Ah yeah that's right, and unfortunately getting that neutral to the box, if it's not there already, is often difficult as you mention. I saw some devices on massive closeout at the hardware store, and I wonder if it's because they got so many returns when people got them home and realized they couldn't use them....
ckmapawatt's picture
You're right. The Legrand lighting sensor had to have a neutral wire, and it worked fine with the CFLs (it just didn't have a manual on setting). The Leviton sensor does not have access to the neutral.
Just to double check, I looked up the spec sheet on the dimmer I mentioned, and it seems like it should be good to go: "The unit can be used for switching incandescent and fluorescent and low voltage lighting with electronic or magnetic ballasts." So it would appear to be good to go, but I haven't tested it :)
Last weekend, I installed a motion-sensing switch in the second bathroom (which always seems to have the light left on...) I didn't see the fine print on the packaging about electronic ballasts, and when the work was done, I got the flicker. Had I read your post, I may have left the switch in place, but I ended up returning it. I'd really rather not have to keep an incandescent in the socket! The fixture has three bulbs, so if I use all 13 watt CFL's without a motion sensor, the lights will be left on by accident about 5 hours a day on average (that's probably a high number because we do often remember to turn them off.) That's 195 watt hours. If I add the motion sensor and bring that time down to 2 hours per day (actual useful time) but I've got two CFLs at 13 watts and one incandescent at 60 watts, I'm using 172 watt hours. That 60 watt bulb is like adding three and a half extra CFLs. It's killing a lot of the savings, and making it harder to justify the cost of the switch! Do you know of any motion switches that work with all CFLs? Or do I need to throw an LED in there to bleed off the current?

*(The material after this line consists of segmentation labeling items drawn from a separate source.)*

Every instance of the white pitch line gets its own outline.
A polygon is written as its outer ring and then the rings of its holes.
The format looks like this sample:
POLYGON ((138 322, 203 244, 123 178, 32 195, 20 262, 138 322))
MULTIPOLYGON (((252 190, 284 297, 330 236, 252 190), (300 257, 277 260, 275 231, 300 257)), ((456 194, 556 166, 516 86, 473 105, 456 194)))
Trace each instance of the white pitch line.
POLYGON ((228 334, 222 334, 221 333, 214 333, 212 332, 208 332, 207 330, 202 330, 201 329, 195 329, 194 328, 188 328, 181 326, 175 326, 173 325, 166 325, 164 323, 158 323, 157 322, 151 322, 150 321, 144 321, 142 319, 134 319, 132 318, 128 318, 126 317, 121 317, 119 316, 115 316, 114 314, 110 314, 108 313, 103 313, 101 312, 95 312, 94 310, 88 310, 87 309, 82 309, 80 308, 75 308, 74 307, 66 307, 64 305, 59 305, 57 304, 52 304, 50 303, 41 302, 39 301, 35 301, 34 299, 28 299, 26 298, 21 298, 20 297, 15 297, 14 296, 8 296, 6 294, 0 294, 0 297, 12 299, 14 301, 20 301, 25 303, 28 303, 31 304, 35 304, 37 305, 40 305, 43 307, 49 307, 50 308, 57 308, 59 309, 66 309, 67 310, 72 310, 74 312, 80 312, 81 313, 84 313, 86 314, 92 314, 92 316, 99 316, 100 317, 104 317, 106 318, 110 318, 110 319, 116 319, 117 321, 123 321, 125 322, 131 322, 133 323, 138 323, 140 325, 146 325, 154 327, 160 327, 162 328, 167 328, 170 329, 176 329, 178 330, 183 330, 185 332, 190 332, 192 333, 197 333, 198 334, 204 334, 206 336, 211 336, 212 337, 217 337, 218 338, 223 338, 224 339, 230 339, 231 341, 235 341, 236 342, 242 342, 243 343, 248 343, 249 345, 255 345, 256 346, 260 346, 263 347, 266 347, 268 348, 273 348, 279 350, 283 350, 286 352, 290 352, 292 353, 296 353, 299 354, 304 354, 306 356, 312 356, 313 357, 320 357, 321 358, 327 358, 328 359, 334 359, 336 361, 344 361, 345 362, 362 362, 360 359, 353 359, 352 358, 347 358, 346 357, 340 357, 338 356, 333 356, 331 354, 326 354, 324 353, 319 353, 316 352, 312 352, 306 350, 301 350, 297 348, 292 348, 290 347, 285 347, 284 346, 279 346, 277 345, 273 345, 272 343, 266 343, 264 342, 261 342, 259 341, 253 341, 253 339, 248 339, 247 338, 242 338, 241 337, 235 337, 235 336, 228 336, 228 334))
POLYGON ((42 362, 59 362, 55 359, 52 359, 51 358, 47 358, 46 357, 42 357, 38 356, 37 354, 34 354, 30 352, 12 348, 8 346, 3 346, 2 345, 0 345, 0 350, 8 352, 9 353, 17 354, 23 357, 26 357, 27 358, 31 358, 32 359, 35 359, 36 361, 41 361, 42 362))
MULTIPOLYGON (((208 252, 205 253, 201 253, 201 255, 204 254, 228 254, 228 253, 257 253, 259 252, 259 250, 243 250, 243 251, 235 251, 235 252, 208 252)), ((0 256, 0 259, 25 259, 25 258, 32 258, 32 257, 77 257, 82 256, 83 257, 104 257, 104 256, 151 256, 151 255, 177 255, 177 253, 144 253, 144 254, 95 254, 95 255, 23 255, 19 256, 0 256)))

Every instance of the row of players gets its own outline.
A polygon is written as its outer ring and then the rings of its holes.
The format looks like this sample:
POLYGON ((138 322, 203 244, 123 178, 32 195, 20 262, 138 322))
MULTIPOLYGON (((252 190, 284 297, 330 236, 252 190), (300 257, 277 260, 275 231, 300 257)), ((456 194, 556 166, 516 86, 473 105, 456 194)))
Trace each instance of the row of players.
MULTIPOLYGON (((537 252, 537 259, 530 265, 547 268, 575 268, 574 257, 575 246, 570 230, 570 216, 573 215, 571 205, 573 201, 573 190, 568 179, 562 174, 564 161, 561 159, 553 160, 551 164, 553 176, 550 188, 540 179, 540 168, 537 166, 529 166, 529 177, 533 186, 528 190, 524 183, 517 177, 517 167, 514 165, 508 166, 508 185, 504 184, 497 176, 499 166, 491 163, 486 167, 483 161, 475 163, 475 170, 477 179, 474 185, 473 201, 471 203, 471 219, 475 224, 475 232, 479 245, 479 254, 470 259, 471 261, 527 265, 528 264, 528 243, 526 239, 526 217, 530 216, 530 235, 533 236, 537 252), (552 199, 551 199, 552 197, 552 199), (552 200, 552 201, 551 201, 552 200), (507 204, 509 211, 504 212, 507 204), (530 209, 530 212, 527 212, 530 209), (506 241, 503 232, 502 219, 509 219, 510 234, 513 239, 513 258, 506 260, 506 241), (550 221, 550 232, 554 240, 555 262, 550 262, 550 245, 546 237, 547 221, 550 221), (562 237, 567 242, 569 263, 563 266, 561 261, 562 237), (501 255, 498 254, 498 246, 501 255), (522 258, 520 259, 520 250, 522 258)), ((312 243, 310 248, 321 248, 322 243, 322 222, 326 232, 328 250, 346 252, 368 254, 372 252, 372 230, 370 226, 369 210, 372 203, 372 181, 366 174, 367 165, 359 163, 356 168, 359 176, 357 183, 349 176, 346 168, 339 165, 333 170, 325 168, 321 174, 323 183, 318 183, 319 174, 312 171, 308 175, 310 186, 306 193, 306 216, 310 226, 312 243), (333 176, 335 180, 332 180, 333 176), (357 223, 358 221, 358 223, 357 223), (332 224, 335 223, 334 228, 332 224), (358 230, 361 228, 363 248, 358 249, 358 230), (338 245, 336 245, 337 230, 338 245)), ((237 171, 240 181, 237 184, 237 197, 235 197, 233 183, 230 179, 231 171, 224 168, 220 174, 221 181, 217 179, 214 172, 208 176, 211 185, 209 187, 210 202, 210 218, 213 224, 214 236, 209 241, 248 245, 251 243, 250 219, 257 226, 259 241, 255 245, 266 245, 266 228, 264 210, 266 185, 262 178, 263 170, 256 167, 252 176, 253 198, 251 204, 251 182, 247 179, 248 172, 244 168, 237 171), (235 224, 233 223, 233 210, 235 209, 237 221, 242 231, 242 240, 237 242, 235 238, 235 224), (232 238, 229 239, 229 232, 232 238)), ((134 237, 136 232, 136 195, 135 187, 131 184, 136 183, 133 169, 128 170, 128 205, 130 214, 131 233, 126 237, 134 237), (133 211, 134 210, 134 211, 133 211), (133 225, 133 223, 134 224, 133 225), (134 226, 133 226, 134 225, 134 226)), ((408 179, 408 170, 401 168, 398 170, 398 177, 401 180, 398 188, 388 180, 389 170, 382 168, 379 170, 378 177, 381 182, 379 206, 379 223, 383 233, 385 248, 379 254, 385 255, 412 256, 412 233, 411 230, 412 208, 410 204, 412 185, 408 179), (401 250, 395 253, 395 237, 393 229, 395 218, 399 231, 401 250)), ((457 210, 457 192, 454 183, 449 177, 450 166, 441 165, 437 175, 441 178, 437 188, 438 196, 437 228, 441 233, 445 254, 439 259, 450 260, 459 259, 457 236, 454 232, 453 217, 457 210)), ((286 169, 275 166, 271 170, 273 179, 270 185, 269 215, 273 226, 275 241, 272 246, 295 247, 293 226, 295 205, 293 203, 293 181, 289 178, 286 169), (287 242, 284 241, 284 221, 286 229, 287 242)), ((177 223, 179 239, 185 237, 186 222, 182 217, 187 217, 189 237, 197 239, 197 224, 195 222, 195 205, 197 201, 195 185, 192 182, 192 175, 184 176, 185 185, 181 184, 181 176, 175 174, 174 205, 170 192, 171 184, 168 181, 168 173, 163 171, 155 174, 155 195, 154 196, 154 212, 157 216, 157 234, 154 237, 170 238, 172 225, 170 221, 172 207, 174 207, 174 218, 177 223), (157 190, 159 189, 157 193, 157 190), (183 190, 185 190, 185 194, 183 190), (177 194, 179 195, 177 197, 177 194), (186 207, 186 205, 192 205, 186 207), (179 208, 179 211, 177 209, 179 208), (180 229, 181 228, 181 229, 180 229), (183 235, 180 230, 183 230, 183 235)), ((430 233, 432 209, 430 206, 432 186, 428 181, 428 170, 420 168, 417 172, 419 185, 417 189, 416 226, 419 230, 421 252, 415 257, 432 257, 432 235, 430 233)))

I'm a fan of the Leviton units such as the Leviton IPP15-1LW - these work with CFLs (as far as I can tell) and they are Manual On - Auto off. IOW, you still have to flick the switch to turn it on, they won't go on just because you walked by. And then they stay on 'til you leave. (Or until you flick the switch again). I actually installed one for my bathroom fan, it's handy because it'll run for a set time after the occupant leaves & then shuts itself off - gets moisture out but doesn't suck out all the conditioned air.